Moselle Franconian (Moselfränkisch; Muselfränkesch) is a West Central German dialect, part of the Central Franconian languages area, that includes Luxembourgish, although it's seen as a separate language apart from German.

==Overview==
Moselle Franconian is spoken in the southern Rhineland and along the course of the Moselle, in the Siegerland of North Rhine-Westphalia, throughout western Rhineland-Palatinate and Saarland, Luxembourg, the south of the German-speaking Community of Belgium and in the neighboring French département of Moselle (in Arrondissement of Boulay-Moselle). The Transylvanian Saxon dialect spoken in the Transylvania region of Romania is derived from this dialect as a result of the emigration of numerous "Transylvanian Saxons" between 1100 and 1300, primarily from areas in which the Moselle Franconian dialect was then spoken. Another variety of Moselle Franconian, the Hunsrik, is spoken in some rural areas of southern Brazil, brought by 19th century immigrants from the Hunsrück region in modern Germany.

== Varieties ==
The transition between "dialect" and "separate language" is fluid.

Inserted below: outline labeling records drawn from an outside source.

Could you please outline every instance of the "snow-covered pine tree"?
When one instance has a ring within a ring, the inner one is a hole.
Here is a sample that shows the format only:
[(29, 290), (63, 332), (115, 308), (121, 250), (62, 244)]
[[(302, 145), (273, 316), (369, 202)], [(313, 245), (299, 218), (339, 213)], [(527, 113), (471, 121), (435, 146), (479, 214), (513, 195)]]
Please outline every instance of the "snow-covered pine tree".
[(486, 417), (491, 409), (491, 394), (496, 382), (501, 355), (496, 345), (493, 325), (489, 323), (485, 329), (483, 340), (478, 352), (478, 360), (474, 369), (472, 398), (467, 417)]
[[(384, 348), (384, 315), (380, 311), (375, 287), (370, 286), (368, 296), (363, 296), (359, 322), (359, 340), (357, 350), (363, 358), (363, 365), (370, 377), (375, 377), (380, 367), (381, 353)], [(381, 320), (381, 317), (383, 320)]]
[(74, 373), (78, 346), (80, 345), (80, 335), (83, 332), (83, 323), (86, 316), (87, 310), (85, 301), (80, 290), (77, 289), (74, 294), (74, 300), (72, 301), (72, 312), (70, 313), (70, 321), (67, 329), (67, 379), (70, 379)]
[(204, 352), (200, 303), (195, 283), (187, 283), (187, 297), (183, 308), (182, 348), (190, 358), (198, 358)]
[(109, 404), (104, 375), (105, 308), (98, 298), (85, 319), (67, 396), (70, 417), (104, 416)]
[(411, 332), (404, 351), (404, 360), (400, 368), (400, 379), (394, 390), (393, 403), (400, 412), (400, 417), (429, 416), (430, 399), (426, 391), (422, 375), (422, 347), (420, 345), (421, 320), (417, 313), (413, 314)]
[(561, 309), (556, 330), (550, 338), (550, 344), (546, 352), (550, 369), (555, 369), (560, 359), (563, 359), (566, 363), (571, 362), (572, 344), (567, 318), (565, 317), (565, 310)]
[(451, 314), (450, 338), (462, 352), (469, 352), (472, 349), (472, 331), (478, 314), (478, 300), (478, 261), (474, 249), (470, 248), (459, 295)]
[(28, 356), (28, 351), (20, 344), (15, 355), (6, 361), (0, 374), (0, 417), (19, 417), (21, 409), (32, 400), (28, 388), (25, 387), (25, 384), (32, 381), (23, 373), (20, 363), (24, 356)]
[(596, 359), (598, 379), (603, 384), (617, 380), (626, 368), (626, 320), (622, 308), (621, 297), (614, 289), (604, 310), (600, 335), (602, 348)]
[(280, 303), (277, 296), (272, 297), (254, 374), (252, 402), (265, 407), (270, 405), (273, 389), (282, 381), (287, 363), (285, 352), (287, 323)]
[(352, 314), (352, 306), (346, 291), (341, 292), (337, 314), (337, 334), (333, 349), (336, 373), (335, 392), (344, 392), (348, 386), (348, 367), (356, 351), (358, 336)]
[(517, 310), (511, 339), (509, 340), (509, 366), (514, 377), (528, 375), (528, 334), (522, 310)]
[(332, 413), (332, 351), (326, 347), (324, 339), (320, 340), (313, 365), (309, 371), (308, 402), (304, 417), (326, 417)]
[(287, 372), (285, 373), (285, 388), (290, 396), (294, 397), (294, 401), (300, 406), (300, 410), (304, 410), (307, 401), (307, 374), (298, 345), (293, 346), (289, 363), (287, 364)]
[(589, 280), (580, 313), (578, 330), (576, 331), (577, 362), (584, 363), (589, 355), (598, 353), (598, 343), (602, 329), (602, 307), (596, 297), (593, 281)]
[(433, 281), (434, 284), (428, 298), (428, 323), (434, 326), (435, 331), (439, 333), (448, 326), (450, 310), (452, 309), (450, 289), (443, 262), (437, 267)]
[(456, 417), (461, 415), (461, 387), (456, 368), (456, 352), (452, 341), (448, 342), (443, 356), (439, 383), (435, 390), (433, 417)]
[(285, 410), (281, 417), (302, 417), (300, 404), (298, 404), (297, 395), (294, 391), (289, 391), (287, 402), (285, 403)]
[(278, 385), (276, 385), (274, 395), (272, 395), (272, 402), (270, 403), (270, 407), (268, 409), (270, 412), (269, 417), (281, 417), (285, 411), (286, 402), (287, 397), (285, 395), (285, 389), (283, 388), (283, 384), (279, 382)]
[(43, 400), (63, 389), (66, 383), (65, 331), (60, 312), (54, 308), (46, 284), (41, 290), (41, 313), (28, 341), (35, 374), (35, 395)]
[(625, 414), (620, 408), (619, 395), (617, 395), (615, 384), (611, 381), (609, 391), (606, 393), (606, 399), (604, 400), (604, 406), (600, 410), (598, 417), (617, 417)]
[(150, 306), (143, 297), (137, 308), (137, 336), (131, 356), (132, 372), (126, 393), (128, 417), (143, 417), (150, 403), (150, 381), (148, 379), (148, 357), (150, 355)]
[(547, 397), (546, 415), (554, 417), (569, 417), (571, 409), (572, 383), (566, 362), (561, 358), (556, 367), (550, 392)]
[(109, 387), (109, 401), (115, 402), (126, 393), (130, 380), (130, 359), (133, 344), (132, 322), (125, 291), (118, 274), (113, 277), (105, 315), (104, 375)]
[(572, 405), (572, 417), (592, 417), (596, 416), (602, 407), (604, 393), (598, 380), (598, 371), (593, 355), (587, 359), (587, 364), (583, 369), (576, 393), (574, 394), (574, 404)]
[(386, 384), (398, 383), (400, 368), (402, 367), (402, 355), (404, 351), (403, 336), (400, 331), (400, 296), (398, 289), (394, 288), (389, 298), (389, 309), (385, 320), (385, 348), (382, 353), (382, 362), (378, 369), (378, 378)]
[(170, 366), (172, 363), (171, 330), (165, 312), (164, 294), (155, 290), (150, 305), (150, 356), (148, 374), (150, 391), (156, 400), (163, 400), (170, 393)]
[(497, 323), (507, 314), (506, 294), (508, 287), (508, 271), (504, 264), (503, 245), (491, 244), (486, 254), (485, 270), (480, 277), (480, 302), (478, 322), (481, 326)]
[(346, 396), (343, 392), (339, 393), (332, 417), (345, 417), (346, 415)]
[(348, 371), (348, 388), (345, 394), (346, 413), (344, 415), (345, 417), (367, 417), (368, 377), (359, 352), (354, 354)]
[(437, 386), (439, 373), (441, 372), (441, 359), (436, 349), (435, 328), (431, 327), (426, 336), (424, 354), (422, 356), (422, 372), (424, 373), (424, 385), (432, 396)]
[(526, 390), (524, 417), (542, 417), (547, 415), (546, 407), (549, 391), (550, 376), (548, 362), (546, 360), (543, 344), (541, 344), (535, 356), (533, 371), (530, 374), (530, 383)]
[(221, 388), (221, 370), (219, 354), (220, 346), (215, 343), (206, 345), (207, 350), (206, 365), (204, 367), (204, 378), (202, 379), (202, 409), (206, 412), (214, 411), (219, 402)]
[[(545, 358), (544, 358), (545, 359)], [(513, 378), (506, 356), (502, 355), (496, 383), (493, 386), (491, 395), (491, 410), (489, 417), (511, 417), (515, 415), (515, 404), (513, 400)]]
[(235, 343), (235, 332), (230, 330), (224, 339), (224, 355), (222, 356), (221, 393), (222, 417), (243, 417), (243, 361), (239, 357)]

The Linguasphere Register lists five dialects of Moselle Franconian (code 52-ACB-dc) with codes -dca to -dce:

- Trierisch (Rhineland-Palatinate, Luxembourg, northwestern Saarland)
- Eifelisch (Rhineland-Palatinate, East Belgium, Luxembourg, southern North Rhine-Westphalia)
- Untermosellanisch (Rhineland-Palatinate)
- West-Westerwäldisch (Rhineland-Palatinate)
- Siegerländisch (southern North Rhine-Westphalia, northeastern Rhineland-Palatinate)

Also considered part of the Moselle Franconian language are the variants of Lorraine Franconian, Luxembourgish and Transylvanian Saxon dialect.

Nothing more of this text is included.